Telecommunications company, Orcon Ltd instructed Baycorp to recover $208.58 owed by Mr Taylor, a solider in the NZ Army. This instruction had “an immediate effect” on Mr Taylor’s credit rating and made it almost impossible for him to find rental accommodation for his wife and baby daughter. Mr Taylor claimed that the debt had been waived by agreement, meaning that the information Orcon had supplied Baycorp was inaccurate and therefore in breach of Principle 8 of the Privacy Act.
The Human Rights Tribunal agreed with Mr Taylor, awarding him $25,000 – $10,000 for loss of benefit and $15,000 for humiliation, loss of dignity, and injury to feelings. It also ordered Orcon to provide training to its staff in relation its obligations under the Act.
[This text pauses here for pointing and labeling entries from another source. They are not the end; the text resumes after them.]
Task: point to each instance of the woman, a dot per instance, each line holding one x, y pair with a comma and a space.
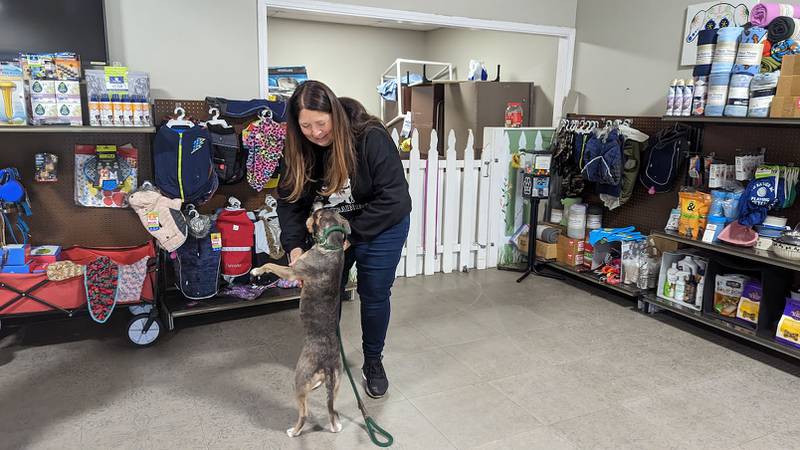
339, 155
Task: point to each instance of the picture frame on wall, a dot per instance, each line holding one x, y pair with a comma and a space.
709, 15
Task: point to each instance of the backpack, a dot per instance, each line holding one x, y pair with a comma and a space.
182, 161
664, 157
227, 154
197, 266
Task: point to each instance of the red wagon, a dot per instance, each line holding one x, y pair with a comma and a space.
25, 295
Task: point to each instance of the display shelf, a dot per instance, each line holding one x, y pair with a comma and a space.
83, 129
178, 306
767, 122
752, 254
588, 276
731, 328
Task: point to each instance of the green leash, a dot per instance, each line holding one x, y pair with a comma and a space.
373, 429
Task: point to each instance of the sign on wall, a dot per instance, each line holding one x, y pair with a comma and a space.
711, 15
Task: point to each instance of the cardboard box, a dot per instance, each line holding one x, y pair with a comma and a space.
570, 251
788, 86
790, 65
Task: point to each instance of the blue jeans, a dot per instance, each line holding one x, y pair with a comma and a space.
376, 262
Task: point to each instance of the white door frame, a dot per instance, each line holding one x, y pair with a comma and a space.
565, 35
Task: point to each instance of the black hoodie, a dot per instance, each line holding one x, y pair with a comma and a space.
376, 199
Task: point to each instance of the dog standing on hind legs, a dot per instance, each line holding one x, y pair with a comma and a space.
320, 270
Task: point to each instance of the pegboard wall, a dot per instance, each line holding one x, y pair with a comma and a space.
56, 218
198, 109
650, 212
644, 211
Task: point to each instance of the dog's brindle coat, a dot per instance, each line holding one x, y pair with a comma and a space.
320, 270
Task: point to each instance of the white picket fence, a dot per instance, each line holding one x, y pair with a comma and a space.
450, 210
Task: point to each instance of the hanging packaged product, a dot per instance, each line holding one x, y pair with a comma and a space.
105, 175
46, 168
694, 213
12, 95
788, 332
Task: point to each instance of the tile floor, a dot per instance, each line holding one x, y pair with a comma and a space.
475, 361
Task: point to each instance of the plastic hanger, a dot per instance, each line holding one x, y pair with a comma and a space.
180, 121
215, 120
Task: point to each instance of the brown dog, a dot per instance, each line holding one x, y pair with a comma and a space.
320, 270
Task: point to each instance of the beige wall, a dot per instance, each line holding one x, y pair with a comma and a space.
349, 58
522, 57
195, 48
627, 53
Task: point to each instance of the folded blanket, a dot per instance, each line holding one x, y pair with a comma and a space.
706, 41
717, 94
763, 14
751, 47
762, 91
783, 28
725, 50
738, 95
777, 51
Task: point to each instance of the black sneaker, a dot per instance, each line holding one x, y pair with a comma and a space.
375, 380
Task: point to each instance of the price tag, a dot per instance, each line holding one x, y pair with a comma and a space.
711, 230
152, 221
216, 241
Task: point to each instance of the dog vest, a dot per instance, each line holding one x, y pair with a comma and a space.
237, 241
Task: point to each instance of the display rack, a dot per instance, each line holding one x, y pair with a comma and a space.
649, 301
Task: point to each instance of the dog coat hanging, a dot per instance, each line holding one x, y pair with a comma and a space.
264, 140
237, 239
101, 288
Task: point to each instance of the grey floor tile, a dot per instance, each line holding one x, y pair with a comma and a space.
614, 428
427, 373
552, 394
474, 415
541, 438
452, 329
495, 357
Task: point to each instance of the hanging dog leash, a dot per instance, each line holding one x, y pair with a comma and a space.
373, 428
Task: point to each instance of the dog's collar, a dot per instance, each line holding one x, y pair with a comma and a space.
322, 240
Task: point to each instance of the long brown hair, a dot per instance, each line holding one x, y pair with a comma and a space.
298, 154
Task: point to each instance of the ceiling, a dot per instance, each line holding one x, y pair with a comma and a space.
280, 13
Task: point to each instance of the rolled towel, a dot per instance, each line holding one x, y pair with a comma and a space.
717, 94
700, 96
783, 28
763, 13
751, 48
762, 91
738, 95
725, 50
778, 50
706, 40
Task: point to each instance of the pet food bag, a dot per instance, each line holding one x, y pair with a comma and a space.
788, 332
749, 302
727, 293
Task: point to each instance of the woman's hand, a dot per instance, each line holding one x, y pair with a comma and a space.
294, 255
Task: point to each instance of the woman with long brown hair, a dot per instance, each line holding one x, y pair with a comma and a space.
342, 157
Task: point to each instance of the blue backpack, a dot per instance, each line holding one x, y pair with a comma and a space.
183, 163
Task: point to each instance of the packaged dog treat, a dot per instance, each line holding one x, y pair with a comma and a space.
750, 302
788, 332
727, 293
There are two points of general note.
First, organisations supplying personal customer details to a debt collection or credit reporting agency must ensure that the information is accurate, up to date, and not misleading. Here, Orcon had breached its legal responsibility by failing to investigate the facts in dispute before referring the debt to Baycorp.
Second, to meet the materiality threshold for an “interference” under section 66 of the Privacy Act, it is not necessary for the act or omission to be the sole, main, direct, indirect or “but for” cause of the harm. It is sufficient to establish that it made or might have made a more than trivial contribution to the occurrence or loss.